The Violent Kind
The Violent Kind (USA - 2010)
Réalisation/Scénario : The Butcher Brothers
Interprétation : Cory Knauf, Taylor Cole, Bret Roberts |voir le reste du casting
Auteurs d’un petit film de vampires plutôt original (The Hamiltons, 2006), les autoproclamés frères Bouchers (à la ville, Mitchell Altieri et Phil Flores) avaient de quoi inquiéter avec cette histoire de gang de bikers promis à un huis-clos horrifique.
L’affiche ne rassurait pas tellement, puisqu’elle annonçait un film brutal et réaliste, loin de l’étrangeté fantastique de leur premier essai. Et le début du long-métrage semble hélas bien fidèle à sa promotion. Une bande de motards patibulaires déclenchent une baston pour s’amuser, instaurant un climat initial de violence sans objet, le générique allant jusqu’à singer celui du Devil’s Rejects de Rob Zombie. On tombe donc dans une sorte de prostration initiale qui nous fait craindre l’heure et demie à venir, et la descente aux enfers brutale et voyeuriste attendue ; les deux cinéastes montrant très vite une posture de démonstration glorificatrice à l’encontre de ses anti-héros, fustigés comme de pathétiques monstres ordinaires.
Le premier revirement bienvenu surgit alors que l’on suit l’un des membres du gang, visiblement bien peu à sa place dans cet univers de violence continue et désespéré. S’ensuit, tout au long d’une soirée durant laquelle notre joyeuse bande met autant de ferveur à s’amuser et à se saouler qu’elle en avait à se battre, la mise en place de ce personnage perdu entre l’incompréhension de cette famille ontologiquement violente qui l’a vu naître, et l’impossibilité franche de s’évader de l’univers dans lequel il est inscrit malgré lui. Les personnages, à cet instant, n’opèrent pas le moindre revirement mais acquièrent, grâce à notre « héros », l’aura tragique d’un destin qu’ils n’auront pas choisi.

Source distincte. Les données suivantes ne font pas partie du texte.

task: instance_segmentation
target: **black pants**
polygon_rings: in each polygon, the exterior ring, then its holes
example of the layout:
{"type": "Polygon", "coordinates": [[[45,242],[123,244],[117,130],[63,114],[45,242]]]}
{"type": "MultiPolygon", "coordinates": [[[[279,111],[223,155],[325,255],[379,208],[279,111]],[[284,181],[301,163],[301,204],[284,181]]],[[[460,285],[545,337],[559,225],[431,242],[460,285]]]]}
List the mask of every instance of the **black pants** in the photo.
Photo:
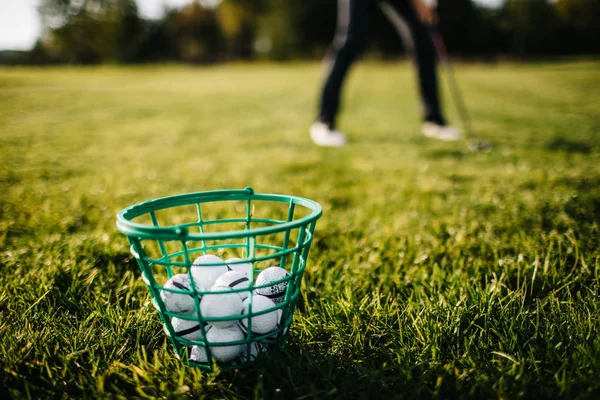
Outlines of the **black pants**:
{"type": "MultiPolygon", "coordinates": [[[[352,62],[365,47],[369,26],[378,3],[376,0],[338,0],[333,62],[323,88],[319,114],[319,120],[329,124],[332,129],[335,127],[335,118],[340,107],[344,78],[352,62]]],[[[392,23],[399,21],[394,21],[391,14],[401,16],[404,26],[410,31],[419,72],[424,119],[445,124],[438,96],[435,48],[429,29],[418,18],[410,0],[387,0],[382,8],[384,7],[389,11],[386,15],[392,23]]]]}

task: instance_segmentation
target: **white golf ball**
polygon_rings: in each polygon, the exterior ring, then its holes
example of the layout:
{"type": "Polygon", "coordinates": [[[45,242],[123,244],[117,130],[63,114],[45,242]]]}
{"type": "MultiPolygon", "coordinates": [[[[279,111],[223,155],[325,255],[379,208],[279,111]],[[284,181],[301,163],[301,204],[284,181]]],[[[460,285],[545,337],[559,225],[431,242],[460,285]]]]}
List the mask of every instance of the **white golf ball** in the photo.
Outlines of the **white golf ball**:
{"type": "MultiPolygon", "coordinates": [[[[196,291],[202,291],[202,286],[194,281],[196,284],[196,291]]],[[[181,291],[189,291],[192,285],[188,274],[177,274],[173,275],[163,286],[166,289],[176,289],[181,291]]],[[[175,293],[167,290],[160,291],[160,298],[162,299],[165,307],[168,311],[180,314],[191,315],[196,312],[194,306],[194,297],[188,293],[175,293]]]]}
{"type": "MultiPolygon", "coordinates": [[[[250,279],[248,279],[248,277],[242,272],[227,271],[217,279],[215,286],[225,286],[232,289],[244,289],[250,286],[250,279]]],[[[242,300],[245,300],[250,294],[250,291],[245,290],[242,292],[237,292],[237,294],[242,298],[242,300]]]]}
{"type": "MultiPolygon", "coordinates": [[[[256,286],[268,285],[271,282],[278,281],[288,277],[290,274],[281,267],[269,267],[258,274],[256,277],[256,286]]],[[[257,288],[256,293],[266,296],[273,300],[275,304],[283,303],[285,300],[285,290],[288,281],[280,282],[271,286],[257,288]]]]}
{"type": "MultiPolygon", "coordinates": [[[[273,303],[273,300],[269,299],[268,297],[257,294],[252,296],[253,313],[261,312],[272,307],[275,307],[275,303],[273,303]]],[[[243,302],[242,314],[248,314],[249,310],[250,298],[247,298],[243,302]]],[[[277,316],[277,310],[252,316],[252,333],[263,335],[271,332],[277,327],[277,316]]],[[[242,330],[246,332],[248,330],[248,318],[242,318],[240,321],[240,326],[242,327],[242,330]]]]}
{"type": "MultiPolygon", "coordinates": [[[[282,321],[281,318],[283,316],[283,311],[281,311],[281,309],[277,310],[277,326],[275,327],[275,329],[279,329],[281,328],[284,324],[285,321],[282,321]]],[[[288,328],[284,328],[283,331],[281,332],[281,335],[285,335],[288,331],[288,328]]],[[[276,335],[270,336],[268,338],[265,338],[263,340],[261,340],[262,343],[266,344],[266,345],[273,345],[275,343],[277,343],[277,338],[279,336],[279,332],[277,332],[276,335]]]]}
{"type": "Polygon", "coordinates": [[[173,317],[171,318],[171,325],[177,337],[192,341],[202,339],[202,329],[200,329],[200,324],[197,320],[190,321],[188,319],[173,317]]]}
{"type": "MultiPolygon", "coordinates": [[[[242,311],[242,298],[228,286],[212,286],[209,292],[227,291],[228,293],[207,293],[200,301],[200,312],[204,318],[223,318],[240,315],[242,311]]],[[[233,325],[237,320],[213,320],[211,325],[224,328],[233,325]]]]}
{"type": "Polygon", "coordinates": [[[208,356],[206,355],[206,349],[204,346],[193,346],[192,354],[190,354],[190,361],[195,363],[207,363],[208,356]]]}
{"type": "MultiPolygon", "coordinates": [[[[239,296],[238,296],[239,298],[239,296]]],[[[237,342],[244,340],[244,334],[237,325],[226,328],[213,326],[206,332],[206,341],[210,352],[219,361],[231,361],[238,358],[243,351],[243,345],[233,344],[228,346],[214,346],[215,343],[237,342]]]]}
{"type": "Polygon", "coordinates": [[[194,260],[190,268],[194,282],[196,284],[209,288],[215,284],[217,278],[228,271],[227,264],[212,254],[205,254],[194,260]]]}
{"type": "Polygon", "coordinates": [[[240,261],[244,261],[241,258],[229,258],[225,260],[227,266],[232,271],[241,272],[246,275],[250,279],[254,279],[254,274],[252,273],[252,263],[240,263],[240,261]]]}

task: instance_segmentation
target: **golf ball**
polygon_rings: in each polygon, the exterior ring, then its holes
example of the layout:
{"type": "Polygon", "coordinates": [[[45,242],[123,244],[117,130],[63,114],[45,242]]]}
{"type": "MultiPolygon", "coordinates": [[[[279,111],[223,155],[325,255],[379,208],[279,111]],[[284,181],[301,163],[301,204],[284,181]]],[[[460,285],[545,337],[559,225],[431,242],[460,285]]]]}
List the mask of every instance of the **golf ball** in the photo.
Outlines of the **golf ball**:
{"type": "Polygon", "coordinates": [[[256,277],[256,286],[264,286],[256,288],[256,293],[268,297],[273,300],[275,304],[283,303],[285,300],[285,291],[288,286],[288,281],[276,283],[271,286],[268,285],[271,282],[275,282],[284,278],[287,278],[290,274],[281,267],[269,267],[258,274],[256,277]]]}
{"type": "MultiPolygon", "coordinates": [[[[194,281],[196,291],[202,291],[202,286],[194,281]]],[[[169,290],[161,290],[160,298],[162,299],[168,311],[180,314],[191,315],[196,312],[194,305],[194,296],[191,293],[183,293],[183,291],[191,291],[192,285],[188,274],[173,275],[163,286],[164,289],[174,289],[177,292],[169,290]]]]}
{"type": "MultiPolygon", "coordinates": [[[[232,291],[229,286],[212,286],[209,292],[226,293],[207,293],[202,296],[200,301],[200,312],[204,318],[223,318],[240,315],[242,310],[242,298],[232,291]]],[[[208,321],[211,325],[224,328],[233,325],[237,320],[213,320],[208,321]]]]}
{"type": "Polygon", "coordinates": [[[194,282],[204,288],[213,286],[217,278],[228,271],[225,261],[212,254],[196,258],[190,270],[194,282]]]}

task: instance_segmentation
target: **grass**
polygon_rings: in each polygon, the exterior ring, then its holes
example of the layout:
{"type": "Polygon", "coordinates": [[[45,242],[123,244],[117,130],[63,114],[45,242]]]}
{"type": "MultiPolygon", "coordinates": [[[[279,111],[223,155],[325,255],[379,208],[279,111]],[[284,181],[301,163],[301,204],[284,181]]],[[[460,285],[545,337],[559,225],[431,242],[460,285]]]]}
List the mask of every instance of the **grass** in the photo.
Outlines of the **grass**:
{"type": "Polygon", "coordinates": [[[358,65],[350,144],[313,146],[321,72],[0,70],[4,398],[600,395],[600,64],[458,66],[477,154],[419,134],[409,64],[358,65]],[[204,373],[115,214],[247,185],[324,216],[287,350],[204,373]]]}

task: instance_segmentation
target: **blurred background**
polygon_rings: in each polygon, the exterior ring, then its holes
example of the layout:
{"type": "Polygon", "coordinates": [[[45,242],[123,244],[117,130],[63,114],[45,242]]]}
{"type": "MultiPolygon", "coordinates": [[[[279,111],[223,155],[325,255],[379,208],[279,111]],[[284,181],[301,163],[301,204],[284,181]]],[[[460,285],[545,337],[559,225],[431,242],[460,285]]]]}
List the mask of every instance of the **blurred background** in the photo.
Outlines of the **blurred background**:
{"type": "MultiPolygon", "coordinates": [[[[1,64],[322,57],[336,0],[0,0],[1,64]]],[[[439,0],[449,51],[475,61],[600,53],[598,0],[439,0]]],[[[367,57],[402,57],[381,12],[367,57]]]]}

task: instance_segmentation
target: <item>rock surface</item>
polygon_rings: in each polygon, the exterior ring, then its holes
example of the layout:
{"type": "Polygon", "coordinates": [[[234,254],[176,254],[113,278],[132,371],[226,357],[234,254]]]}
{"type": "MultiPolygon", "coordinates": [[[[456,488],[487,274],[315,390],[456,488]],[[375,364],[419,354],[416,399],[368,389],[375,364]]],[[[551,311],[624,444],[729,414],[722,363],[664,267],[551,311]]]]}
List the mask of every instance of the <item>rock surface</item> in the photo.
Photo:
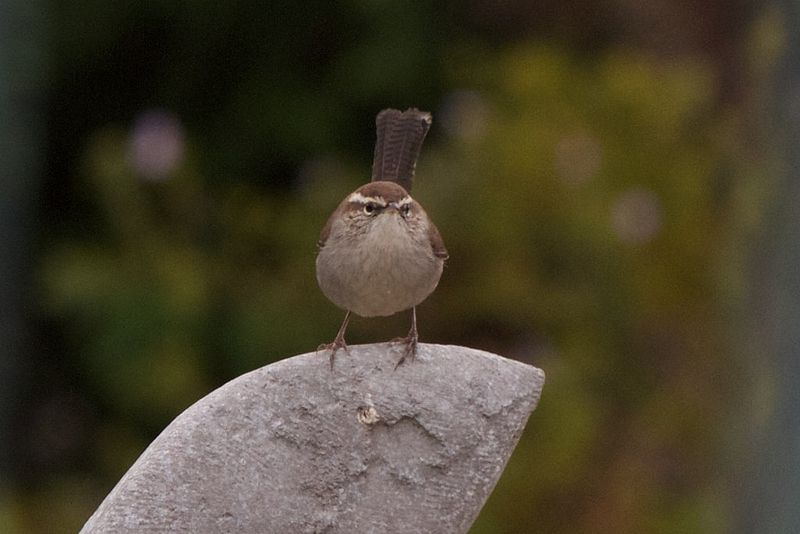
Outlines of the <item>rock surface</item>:
{"type": "Polygon", "coordinates": [[[466,532],[544,373],[458,346],[360,345],[244,374],[177,417],[81,532],[466,532]]]}

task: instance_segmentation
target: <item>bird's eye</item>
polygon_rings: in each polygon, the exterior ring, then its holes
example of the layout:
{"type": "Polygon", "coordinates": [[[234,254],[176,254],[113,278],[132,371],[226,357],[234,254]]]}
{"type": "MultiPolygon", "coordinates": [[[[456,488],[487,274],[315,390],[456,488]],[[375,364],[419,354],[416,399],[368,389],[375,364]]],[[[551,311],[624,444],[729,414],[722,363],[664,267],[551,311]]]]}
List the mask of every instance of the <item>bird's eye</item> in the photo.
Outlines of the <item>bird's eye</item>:
{"type": "Polygon", "coordinates": [[[400,213],[403,214],[403,217],[408,216],[408,214],[411,213],[411,204],[403,204],[400,207],[400,213]]]}
{"type": "Polygon", "coordinates": [[[364,205],[364,213],[367,215],[372,215],[377,209],[378,207],[373,202],[364,205]]]}

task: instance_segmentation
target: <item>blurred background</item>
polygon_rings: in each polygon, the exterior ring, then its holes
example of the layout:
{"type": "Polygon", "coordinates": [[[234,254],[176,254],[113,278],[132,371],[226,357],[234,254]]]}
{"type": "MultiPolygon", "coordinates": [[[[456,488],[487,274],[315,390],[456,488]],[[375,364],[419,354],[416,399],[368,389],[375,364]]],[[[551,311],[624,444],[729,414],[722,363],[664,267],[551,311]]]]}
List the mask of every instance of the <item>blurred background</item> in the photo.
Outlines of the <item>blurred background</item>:
{"type": "MultiPolygon", "coordinates": [[[[474,533],[800,531],[795,0],[0,7],[0,532],[333,338],[318,233],[430,110],[423,341],[547,384],[474,533]]],[[[350,343],[405,334],[355,319],[350,343]]]]}

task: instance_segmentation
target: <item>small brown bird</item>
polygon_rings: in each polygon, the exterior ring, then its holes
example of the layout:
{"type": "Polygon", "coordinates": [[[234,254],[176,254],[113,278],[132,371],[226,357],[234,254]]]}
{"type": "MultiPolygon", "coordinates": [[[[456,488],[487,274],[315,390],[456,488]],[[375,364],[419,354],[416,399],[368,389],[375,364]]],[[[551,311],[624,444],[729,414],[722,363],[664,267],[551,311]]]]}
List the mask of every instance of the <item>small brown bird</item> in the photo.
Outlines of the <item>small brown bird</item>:
{"type": "Polygon", "coordinates": [[[319,238],[317,281],[328,299],[346,311],[330,349],[331,367],[350,314],[393,315],[411,308],[411,330],[399,366],[417,351],[417,304],[442,275],[447,249],[439,230],[416,200],[411,183],[431,114],[385,109],[375,119],[377,140],[372,181],[350,193],[328,219],[319,238]]]}

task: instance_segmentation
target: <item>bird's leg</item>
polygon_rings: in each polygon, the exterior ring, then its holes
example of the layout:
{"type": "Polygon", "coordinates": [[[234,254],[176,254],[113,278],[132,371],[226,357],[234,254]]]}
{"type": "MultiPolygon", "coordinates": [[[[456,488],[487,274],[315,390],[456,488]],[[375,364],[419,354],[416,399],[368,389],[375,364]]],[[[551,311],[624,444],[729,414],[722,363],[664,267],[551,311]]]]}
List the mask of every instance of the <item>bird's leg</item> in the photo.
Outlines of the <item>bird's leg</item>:
{"type": "Polygon", "coordinates": [[[413,361],[414,357],[417,355],[417,340],[419,337],[417,336],[417,307],[414,306],[411,308],[411,330],[408,331],[408,335],[406,337],[401,337],[396,339],[397,343],[403,343],[406,346],[405,351],[403,351],[403,357],[397,362],[397,365],[394,366],[395,369],[400,367],[400,364],[406,361],[413,361]]]}
{"type": "Polygon", "coordinates": [[[330,350],[331,351],[331,371],[333,370],[333,359],[336,356],[336,351],[339,349],[344,349],[345,352],[350,352],[347,348],[347,343],[344,340],[344,332],[347,330],[347,323],[350,322],[350,310],[347,310],[347,313],[344,315],[344,321],[342,322],[342,326],[339,327],[339,333],[336,334],[336,338],[334,338],[333,342],[331,343],[323,343],[319,347],[317,347],[317,351],[321,350],[330,350]]]}

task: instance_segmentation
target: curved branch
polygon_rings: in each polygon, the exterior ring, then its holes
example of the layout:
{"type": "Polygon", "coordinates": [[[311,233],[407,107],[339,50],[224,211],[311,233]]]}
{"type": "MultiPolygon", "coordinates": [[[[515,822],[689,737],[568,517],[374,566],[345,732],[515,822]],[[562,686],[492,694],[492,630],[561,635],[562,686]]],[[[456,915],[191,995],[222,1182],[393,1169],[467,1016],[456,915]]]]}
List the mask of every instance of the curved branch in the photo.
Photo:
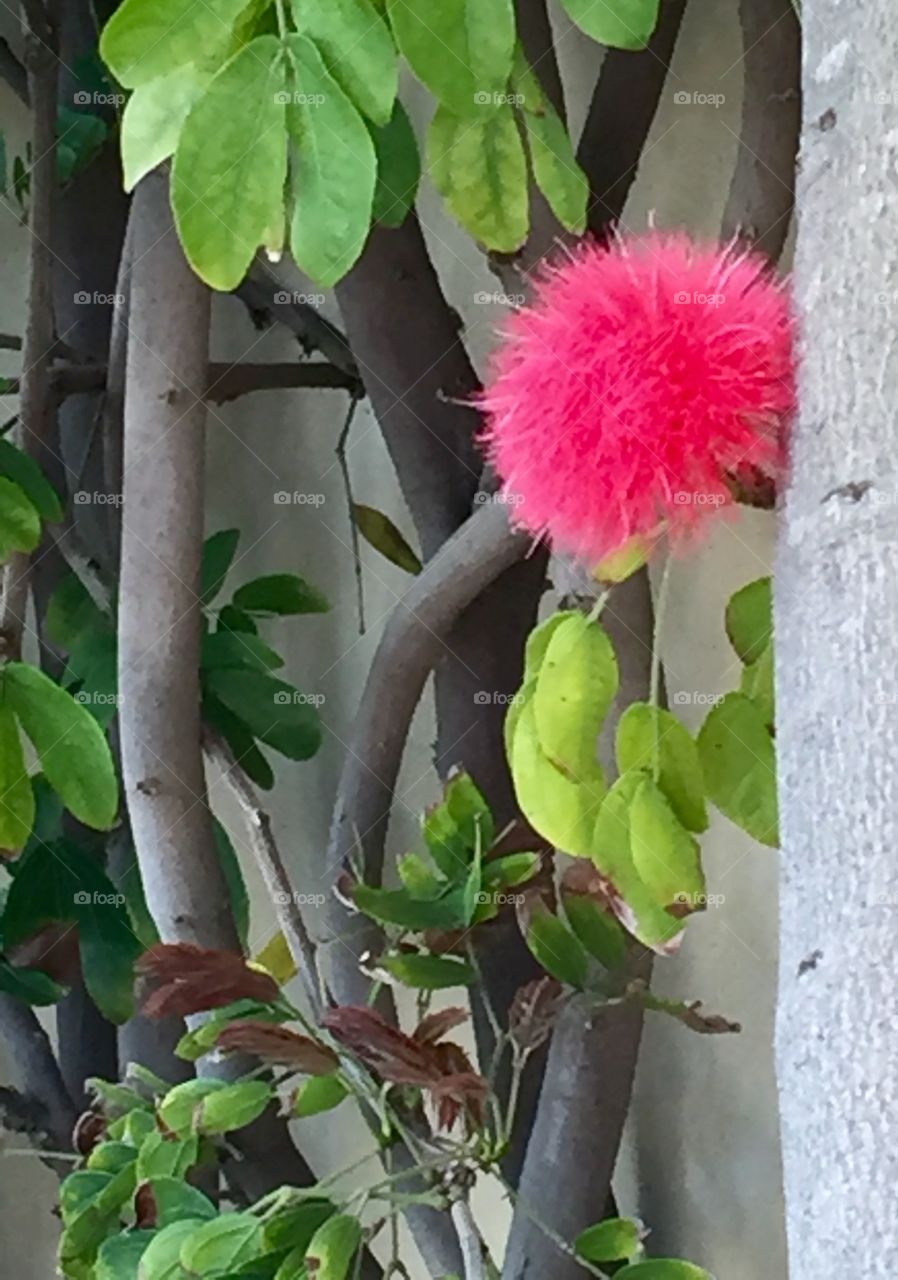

Cette micro-tragédie enclenche alors le second retournement d'un film qui se transforme en cauchemar fantastique s'acheminant progressivement vers une farce apocalyptique. L'être humain n'étant devenu que l'ombre agressive et destructrice de lui-même, il est temps qu'il disparaisse au profit de son pur négatif, un lui-même en tant qu'être violent. « The violent kind » succédant, dans une évolution prophétique, à notre genre humain (« human kind »). Ainsi, après avoir exploré un certain nombre d'ouvertures fantastiques, le film devient le huis-clos attendu, même s'il s'exprime d'une manière inattendue : The Violent Kind devient alors brutalement un film surréaliste et sauvage, contaminé par un virus baroque et maniériste faisant planer l'ombre de James Dean, David Lynch ou plus récemment de Chris Sivertson. Une articulation en mode mineur de différents décalages achève de dessiner les contours d'une apocalypse rockabilly et fantômatique qui, si elle tourne un peu en rond au bout d'un certain temps, fait germer l'une des plus belles idées du film : nos personnages (du moins ce qu'il en reste) se retrouvent séquestrés et attachés par trois mystérieux assaillants au look de rockers fifties. Un leader squelettique et hilare, son bras droit psychopathe et un grand type amorphe au crâne chaussé du petit casque d'un baladeur. Lorsque les victimes implorent ce dernier en jouant sur son apparente différence avec le reste de sa bande (nouveau motif négatif de notre héros, lui aussi censément différent du cercle dans lequel il évolue), il ôte ses écouteurs et les tend à l'une des jeunes filles captives. Et ce qu'elle entend (et nous avec) est stupéfiant, inattendu et abyssal : elle écoute le bruit sourd et continu d'un vide infernal.